Being stunted can hold them back when they start school and then in work and life. If they get the right nutrition during the first 1000 days after conception, they will be better prepared later to perform well in the classroom.
But discrimination and poverty are still causing millions of children around the world to have stunted growth, according to new research by Save The Children.
The charity said yesterday the groups most likely to miss out on progress in curbing hunger include children from ethnic minorities, those in disadvantaged regions of their country, children with disabilities and children affected by war
The United Nations says there are about 159 million children whose growth has been stunted by poor nutrition and nearly half of all deaths in children under five are attributable to under-nutrition.
“The world has pledged to … eliminate all forms of malnutrition by 2030,” said Save The Children. “But if we carry on as we are, that simply won’t happen.

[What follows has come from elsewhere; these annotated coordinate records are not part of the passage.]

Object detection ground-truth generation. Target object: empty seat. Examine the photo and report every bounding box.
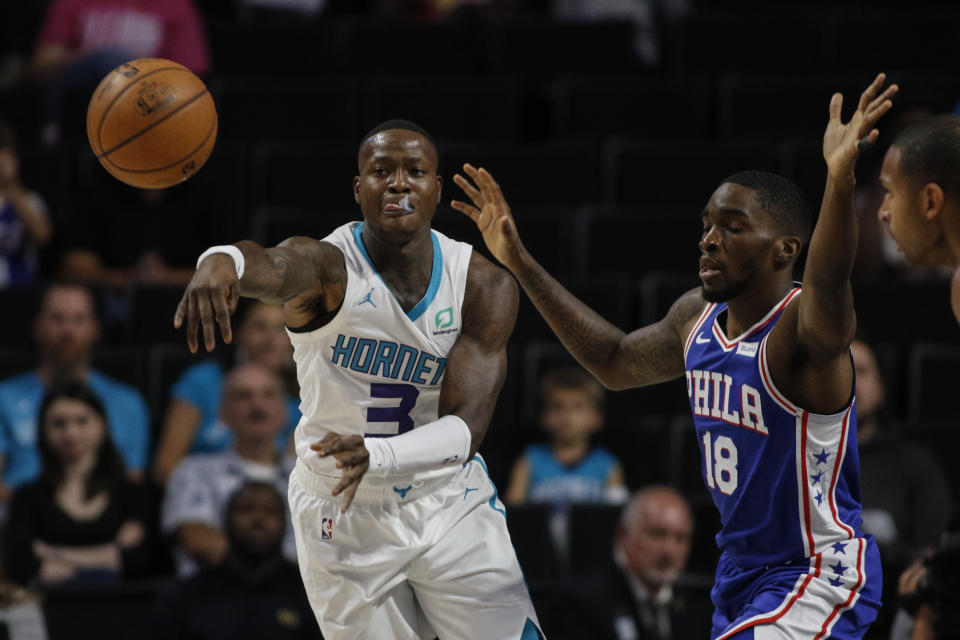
[574,206,703,277]
[251,143,357,212]
[552,76,715,140]
[488,20,640,78]
[251,206,362,247]
[667,7,826,74]
[908,343,960,423]
[361,75,521,141]
[602,140,780,208]
[440,140,598,208]
[211,77,364,142]
[507,504,560,582]
[717,74,869,140]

A teacher plays with children at an early childhood development programme in Kibera, Kenya Picture: Adriane Ohanesian
“Unless the world dramatically changes course, malnutrition is here to stay.”
The report – titled Unequal Portions – was published as an international summit on nutrition is being held in Rio de Janeiro to coincide with the Olympic Games in Brazil,.

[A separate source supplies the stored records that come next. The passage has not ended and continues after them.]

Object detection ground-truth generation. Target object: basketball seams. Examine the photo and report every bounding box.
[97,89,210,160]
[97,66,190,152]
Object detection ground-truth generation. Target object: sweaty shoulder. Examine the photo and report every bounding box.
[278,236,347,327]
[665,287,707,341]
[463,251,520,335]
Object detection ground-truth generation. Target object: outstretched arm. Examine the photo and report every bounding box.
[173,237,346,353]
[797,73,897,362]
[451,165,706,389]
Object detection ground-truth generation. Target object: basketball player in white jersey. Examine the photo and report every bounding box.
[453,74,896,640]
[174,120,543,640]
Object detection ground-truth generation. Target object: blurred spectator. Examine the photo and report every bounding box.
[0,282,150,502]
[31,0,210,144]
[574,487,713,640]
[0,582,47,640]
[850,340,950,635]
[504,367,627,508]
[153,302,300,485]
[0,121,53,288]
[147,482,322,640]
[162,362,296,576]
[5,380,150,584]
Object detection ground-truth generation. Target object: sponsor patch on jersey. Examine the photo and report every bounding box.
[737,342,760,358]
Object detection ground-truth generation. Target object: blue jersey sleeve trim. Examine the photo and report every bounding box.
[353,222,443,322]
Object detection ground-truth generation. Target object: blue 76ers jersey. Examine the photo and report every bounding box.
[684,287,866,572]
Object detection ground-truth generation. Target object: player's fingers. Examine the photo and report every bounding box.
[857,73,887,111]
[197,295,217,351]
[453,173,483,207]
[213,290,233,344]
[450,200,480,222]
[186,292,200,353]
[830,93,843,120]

On current trends, said Save The Children, by 2030 there will be 129 million children under five whose growth is stunted by lack of food.
Of the 115 countries studied, 100 have reduced stunting in children since 2000. Countries which have made the most progress include Afghanistan, Vietnam, Nepal, Ivory Coast, Equatorial Guinea, Bolivia and Ghana.
Out of 48 countries with available data on ethnicity, children in the most disadvantaged ethnic groups had on average 2.8 times higher rates of stunting and six times higher rates of wasting than their more advantaged peers, the report said.
In some countries the disparity was even greater. In Nigeria, 52% of Hausa children were stunted, compared with 14% of Igbo children.